(i) Foreign airline companies operating in or through India are required to submit to Reserve Bank through their bankers monthly statement (in duplicate) of their passage and freight collections and disbursements made therefrom in form SPM 1 duly signed by the Chief Executive in India of the airline in terms of paragraph 22 of the Guidelines (Annexure III). Applications for remittance of surplus passage fare and freight collections to the non-resident owners and operators of the foreign airline companies, as and when desired, should be made by their offices or agents in India to their bankers on form A2 along with the statement in form SPM 1 indicating, inter alia, the amount to be remitted. The concerned authorised dealer may allow the remittance of surplus funds provided the company has produced the necessary undertaking/certificate regarding payment of income-tax (cf. paragraph 3B.10). Before allowing the remittance, the bank should verify that the concerned airline has obtained the necessary permission from Reserve Bank under Section 29 of FERA 1973 for carrying on their commercial activity in India and also advise the concerned airline company that discrepant amounts noticed during the scrutiny of the statements by Reserve Bank or the amount remitted in excess of its entitlement should be brought to India immediately by the airline company concerned by inward remittance and no adjustment from other surplus funds held/future accretions, etc. would be permitted. Reserve Bank has, however, granted general permission vide its Notification No.F.E.R.A.202/99-RB dated 15th April 1999 to airline companies which are not incorporated in India and which do not have a branch, office or other place of business in India to carry on normal commercial activities in India through their local agents. Authorised dealers should, therefore, not insist on permission under Section 29 of FERA in such cases, but should obtain a certificate from the airline company or their agent in India concerned that DGCAs approval for on-line operations has been obtained.
(ii) Likewise, foreign off-line carriers i.e. those airline companies which are not operating their services in or through India but are issuing their tickets and/or airway bills in India are required to submit to Reserve Bank through their bankers monthly statements (in duplicate) of their passage fare and freight collections and disbursements made therefrom in form SPM 1 duly signed by the Chief Executive in India of the airline or their General Sale Agents in India in terms of paragraph 22 of the Guidelines (Annexure III). Applications for remittance of surplus passage fare and freight collections should be made by their Offices or their Agents in India to their bankers on form A 2 alongwith the statement in form SPM 1, indicating, inter alia, the amount to be remitted. The authorised dealer may allow the remittance of passage fare/freight collections subject to the terms and conditions/documents prescribed in sub-paragraph (i) and after obtaining the following additional documents:
(a) A certificate from the airline company or their agent in India that there exists a bilateral service agreement between the Government of India and Government of the country of incorporation of the foreign airline company concerned.
(b) Undertaking/certificate regarding payment of income-tax (cf. paragraph 3B.10).
(iii) Authorised dealers may, on request, allow remittance upto 75% of remittable surplus (subject to availability of balance in the account) on ad-hoc basis as per quick estimates made by the foreign airline company/its agent, pending submission of statement SPM1 any time after the 20th of the month to which it relates.

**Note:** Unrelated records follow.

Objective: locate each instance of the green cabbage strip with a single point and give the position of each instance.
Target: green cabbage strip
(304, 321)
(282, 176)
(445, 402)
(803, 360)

The balance amount of net remittable surplus may be allowed after scrutiny of the SPM1 statement. No further remittance should be allowed on ad-hoc basis till the relative SPM1 statement is submitted
(iv) One copy of the statement in form SPM 1 should be forwarded by the authorised dealer to Reserve Bank after completing the certificate mentioned therein immediately after making the remittance alongwith the undertaking/certificate regarding payment of income-tax (cf.paragraph 3B.10). The statement should be submitted irrespective of whether remittance of surplus funds out of India is intended to be applied for or not. Authorised dealer should also specifically confirm on form A2 that the remittance has been made on the basis of airlines statement in form SPM1 for the relevant month.
(v) Authorised dealers should watch the regular receipt of the monthly statements from the airlines concerned who are maintaining rupee accounts with them and bring to the notice of Reserve Bank cases where the statements are not received by them for any particular month.
(vi) Authorised dealers may ensure that foreign airline companies or their agents do not keep the surplus collections of passage fare and freight in term deposits.